O País passou por um crescimento vertiginoso de sua frota nos anos subsequentes ao lançamento do flex, o que possibilitou sua rápida renovação. Atualmente, de cada 100 veículos rodando nas ruas e rodovias do País, 84 são flex e podem ser abastecidos com etanol. Além disso, o crescimento da preocupação ambiental e o aumento dos preços do petróleo elevaram os preços da gasolina, dando ainda mais espaço para o combustível limpo e renovável.
Contudo, a mudança mais estrutural que se viu foi uma série de políticas públicas focalizadas no etanol e na sua competitividade a partir da criação de um diferencial tributário, tanto em nível federal quanto estadual. Já em 2001, o Governo Federal lançou a CIDE-Combustíveis, incidindo sobre combustíveis fósseis. Em dezembro de 2003, o então governador de São Paulo e atual vice-presidente da república, Geraldo Alckmin, sancionou a lei que reduzia a alíquota ICMS do etanol hidratado de 25% para 12%, tornando-se o primeiro estado a adotar essa medida. A lei entrou em vigor em 2004 e foi seguida por outros estados nos anos seguintes.
Atualmente, 14 estados estabelecem diferenciais tributários de ICMS entre etanol hidratado e gasolina. A questão é tão crucial a esse mercado que, em 2022, o Congresso Nacional decidiu por colocar na Constituição Brasileira, no seu capítulo que trata de meio ambiente, a obrigatoriedade de apresentar um diferencial tributário entre etanol e gasolina no que tange aos impostos federais e estaduais. Com tributação menor e mais competitivo que a gasolina, o consumidor era incentivado, além de comprar um veículo flex, a também abastecer com o etanol hidratado.
Os 20 anos do carro flex fuel chegam quando as atenções do mundo se voltam para as fontes alternativas de energia de baixa emissão, em que o etanol precisa ter um grande destaque. Além da forte tendência global de eletrificação no setor automobilístico.
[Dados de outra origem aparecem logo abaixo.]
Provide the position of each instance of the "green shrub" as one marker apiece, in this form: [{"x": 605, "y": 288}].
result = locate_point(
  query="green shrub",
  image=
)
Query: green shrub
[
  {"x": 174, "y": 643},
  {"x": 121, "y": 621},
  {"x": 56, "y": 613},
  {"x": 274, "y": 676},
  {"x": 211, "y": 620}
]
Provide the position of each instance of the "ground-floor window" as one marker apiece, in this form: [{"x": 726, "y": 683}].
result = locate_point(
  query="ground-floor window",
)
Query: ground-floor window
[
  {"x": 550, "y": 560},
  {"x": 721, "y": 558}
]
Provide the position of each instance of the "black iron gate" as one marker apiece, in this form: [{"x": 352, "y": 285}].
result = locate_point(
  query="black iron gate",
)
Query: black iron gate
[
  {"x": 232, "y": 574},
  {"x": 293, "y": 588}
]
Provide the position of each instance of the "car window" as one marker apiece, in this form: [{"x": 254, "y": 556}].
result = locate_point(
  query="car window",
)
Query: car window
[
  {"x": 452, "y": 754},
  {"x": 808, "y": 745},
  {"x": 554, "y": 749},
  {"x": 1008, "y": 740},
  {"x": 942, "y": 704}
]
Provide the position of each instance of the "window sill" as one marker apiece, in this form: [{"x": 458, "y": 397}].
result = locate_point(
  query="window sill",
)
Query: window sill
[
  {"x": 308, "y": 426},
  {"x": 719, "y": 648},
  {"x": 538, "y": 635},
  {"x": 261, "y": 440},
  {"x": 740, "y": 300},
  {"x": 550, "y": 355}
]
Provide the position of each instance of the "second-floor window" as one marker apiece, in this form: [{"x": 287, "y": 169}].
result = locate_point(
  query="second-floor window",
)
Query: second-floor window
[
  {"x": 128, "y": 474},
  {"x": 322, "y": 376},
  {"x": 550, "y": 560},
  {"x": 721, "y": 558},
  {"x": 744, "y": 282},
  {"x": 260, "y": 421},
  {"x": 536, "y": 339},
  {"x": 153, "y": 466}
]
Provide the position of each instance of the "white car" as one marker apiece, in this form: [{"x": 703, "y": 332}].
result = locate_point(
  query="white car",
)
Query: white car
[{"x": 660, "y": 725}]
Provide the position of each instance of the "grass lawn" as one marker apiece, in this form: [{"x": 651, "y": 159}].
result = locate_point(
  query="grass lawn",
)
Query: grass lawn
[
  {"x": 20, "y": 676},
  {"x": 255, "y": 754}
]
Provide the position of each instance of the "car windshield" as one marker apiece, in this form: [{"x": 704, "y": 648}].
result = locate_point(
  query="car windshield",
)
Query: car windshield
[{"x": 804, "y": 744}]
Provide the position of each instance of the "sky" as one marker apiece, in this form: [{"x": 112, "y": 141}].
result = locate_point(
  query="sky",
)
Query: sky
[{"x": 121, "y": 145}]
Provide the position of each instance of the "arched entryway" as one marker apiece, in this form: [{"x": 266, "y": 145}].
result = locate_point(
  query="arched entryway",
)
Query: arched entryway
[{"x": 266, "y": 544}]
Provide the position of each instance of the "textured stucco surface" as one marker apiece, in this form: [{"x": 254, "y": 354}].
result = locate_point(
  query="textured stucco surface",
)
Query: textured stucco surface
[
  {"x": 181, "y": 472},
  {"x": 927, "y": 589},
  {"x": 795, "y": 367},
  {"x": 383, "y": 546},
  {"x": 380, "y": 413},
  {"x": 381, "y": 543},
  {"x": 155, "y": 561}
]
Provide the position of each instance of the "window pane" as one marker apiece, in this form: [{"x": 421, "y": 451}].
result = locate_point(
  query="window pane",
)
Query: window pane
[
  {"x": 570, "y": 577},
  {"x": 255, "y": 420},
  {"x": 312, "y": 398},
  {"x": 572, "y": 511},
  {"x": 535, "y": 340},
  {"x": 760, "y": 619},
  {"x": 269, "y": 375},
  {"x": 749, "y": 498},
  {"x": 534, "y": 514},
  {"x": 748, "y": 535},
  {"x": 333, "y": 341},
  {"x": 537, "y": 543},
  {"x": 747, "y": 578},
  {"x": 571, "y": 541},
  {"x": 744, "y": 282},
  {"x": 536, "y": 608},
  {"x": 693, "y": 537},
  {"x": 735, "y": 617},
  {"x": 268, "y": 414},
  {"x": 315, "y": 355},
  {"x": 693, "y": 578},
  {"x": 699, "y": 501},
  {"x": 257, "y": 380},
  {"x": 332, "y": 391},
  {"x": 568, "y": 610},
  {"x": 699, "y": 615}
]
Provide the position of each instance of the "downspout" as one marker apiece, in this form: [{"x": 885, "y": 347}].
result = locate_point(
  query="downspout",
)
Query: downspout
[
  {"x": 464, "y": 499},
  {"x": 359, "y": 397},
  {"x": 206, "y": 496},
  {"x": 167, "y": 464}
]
O conjunto de agentes de mercado que compõem o ambiente do etanol no Brasil está atento a essa tendência e, em um movimento de antecipação, quer fazer da ameaça de mercado uma oportunidade para consolidar o papel socioambiental do biocombustível.
A eletrificação de veículos é associada aos carros movidos a bateria. Mas essa não é a única possibilidade, existem alternativas, como os modelos híbridos flex, já lançados no Brasil, e a célula a combustível. Nesse último, o etanol é fonte de hidrogênio que alimenta o sistema em forma de energia.
O Brasil é um mercado pioneiro na junção do etanol à eletrificação, em busca de soluções para reduzir o impacto ambiental. O carro híbrido e o movido a hidrogênio são possibilidades diferenciadas dentro do mercado brasileiro, já contam com apoio da indústria automobilística e de diferentes montadoras. Para um país que criou sua própria rota nos últimos 50 anos para driblar crises e incentivar ainda mais suas vocações internas, não nos parece difícil pensar que, no futuro da mobilidade sustentável, o etanol continuará tendo protagonismo, inclusive para além das fronteiras brasileiras.